LONG-TERM NONOPERATIVE RATE OF THYROID NODULES WITH BENIGN RESULTS ON THE AFIRMA GENE EXPRESSION CLASSIFIER

Endocr Pract. 2016 Jun;22(6):666-72. doi: 10.4158/EP151006.OR. Epub 2016 Jan 20.

Abstract

Objective: The primary objective was to assess the operative rate in patients with a benign result from the Afirma gene expression classifier (GEC) during long-term follow-up at nonacademic medical facilities. The secondary endpoint of this study was the treating physician's opinion regarding the safety of GEC use compared to the hypothetical situation of providing thyroid nodule management without the GEC.

Methods: This was a retrospective study of nonacademic medical practices utilizing the GEC. Those clinicians utilizing the GEC testing who had three or more 'benign' results during the data collection period (September 2010 through June 2014) were invited to participate. Operative status and patient demographics were documented for patients with GEC testing at least 36 months (± 3 months) prior to the date of data collection. A survey also was administered to the treating physicians to assess their perceived safety of using the GEC in patient care.

Results: During 36 months (± 3 months) of follow-up, 17 of 98 patients (17.3%) with a 'benign' GEC result underwent surgery. Within the first 2 years after a 'benign' GEC, 88% of surgeries were performed. Regarding safety of the GEC, the treating physicians reported that patient safety was improved by using the GEC compared to not using the GEC in 78 of 91 cases (86%).

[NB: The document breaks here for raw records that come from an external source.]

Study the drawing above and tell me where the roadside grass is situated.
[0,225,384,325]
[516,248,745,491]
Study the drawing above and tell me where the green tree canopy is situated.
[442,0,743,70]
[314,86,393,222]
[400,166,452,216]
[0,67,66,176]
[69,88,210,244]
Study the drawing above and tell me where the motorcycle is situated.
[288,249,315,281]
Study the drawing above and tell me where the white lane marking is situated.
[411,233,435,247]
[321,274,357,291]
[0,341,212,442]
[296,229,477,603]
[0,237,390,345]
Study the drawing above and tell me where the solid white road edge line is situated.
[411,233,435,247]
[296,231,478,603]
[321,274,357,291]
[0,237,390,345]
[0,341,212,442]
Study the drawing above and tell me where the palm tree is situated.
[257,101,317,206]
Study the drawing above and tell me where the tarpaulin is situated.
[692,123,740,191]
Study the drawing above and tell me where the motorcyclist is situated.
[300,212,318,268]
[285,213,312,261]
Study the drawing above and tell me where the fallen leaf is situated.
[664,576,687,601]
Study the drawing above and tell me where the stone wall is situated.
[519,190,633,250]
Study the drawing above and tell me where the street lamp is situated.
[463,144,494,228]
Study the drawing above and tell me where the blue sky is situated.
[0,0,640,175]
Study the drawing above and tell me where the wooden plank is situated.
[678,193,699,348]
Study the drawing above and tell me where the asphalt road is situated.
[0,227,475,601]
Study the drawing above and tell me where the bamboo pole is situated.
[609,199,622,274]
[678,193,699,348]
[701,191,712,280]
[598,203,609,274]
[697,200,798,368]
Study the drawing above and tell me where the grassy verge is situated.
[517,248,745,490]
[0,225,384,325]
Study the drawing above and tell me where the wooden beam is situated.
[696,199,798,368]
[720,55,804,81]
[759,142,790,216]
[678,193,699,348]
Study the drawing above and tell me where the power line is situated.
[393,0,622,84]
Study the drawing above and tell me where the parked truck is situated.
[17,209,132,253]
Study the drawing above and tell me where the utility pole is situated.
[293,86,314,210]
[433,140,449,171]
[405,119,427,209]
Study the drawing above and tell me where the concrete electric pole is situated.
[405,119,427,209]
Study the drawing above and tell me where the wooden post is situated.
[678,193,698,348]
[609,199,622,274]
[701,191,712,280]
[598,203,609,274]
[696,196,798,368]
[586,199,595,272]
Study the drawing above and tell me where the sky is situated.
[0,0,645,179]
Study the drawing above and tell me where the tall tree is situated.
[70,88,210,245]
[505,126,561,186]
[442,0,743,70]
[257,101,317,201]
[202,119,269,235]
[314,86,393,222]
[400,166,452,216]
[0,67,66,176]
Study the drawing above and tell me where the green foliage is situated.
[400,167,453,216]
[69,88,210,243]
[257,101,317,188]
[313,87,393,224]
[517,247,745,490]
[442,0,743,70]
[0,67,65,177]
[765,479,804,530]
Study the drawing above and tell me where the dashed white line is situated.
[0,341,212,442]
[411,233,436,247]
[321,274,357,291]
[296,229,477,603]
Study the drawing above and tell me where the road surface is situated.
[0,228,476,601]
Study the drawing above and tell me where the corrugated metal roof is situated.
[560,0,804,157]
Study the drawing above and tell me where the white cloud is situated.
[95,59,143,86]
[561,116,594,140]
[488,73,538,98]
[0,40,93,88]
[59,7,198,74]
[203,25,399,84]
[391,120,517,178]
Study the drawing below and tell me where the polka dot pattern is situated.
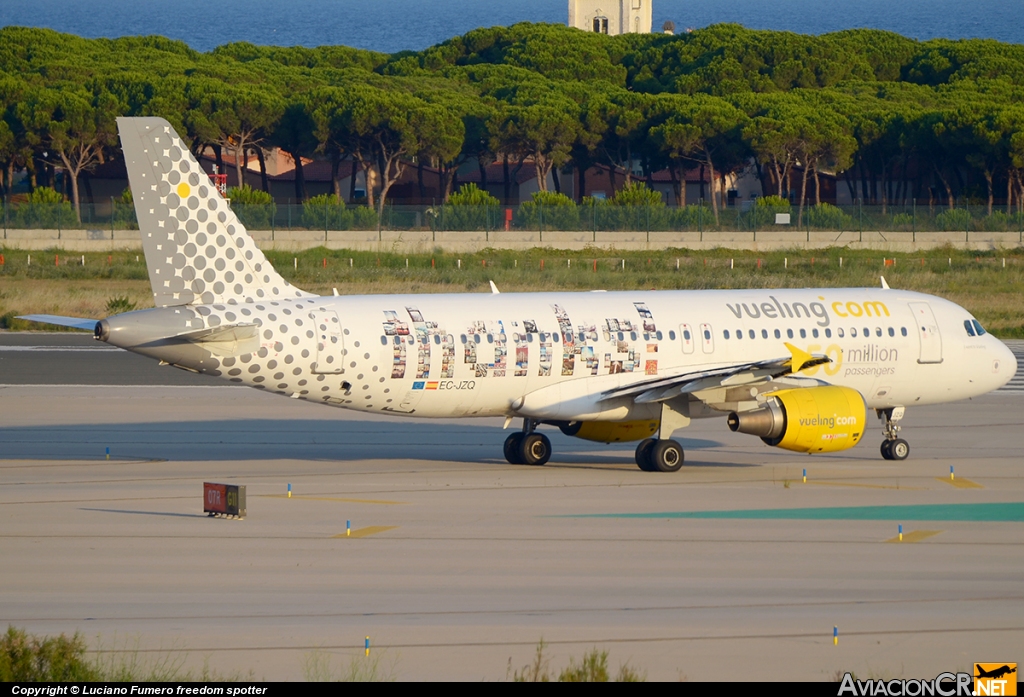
[119,119,315,309]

Conclusion: It appears that a 'benign' result on the GEC is associated with a reduction in the rate of thyroid surgeries compared to published data when patients are followed for 36 months after testing. A nonoperative approach to follow-up was felt to be a safe alternative to diagnostic surgery by the majority of responsible physicians in the study.

Abbreviations: AUS = atypia of undetermined significance FLUS = follicular lesion of undetermined significance FN = follicular neoplasm FNA = fine-needle aspiration GEC = gene expression classifier.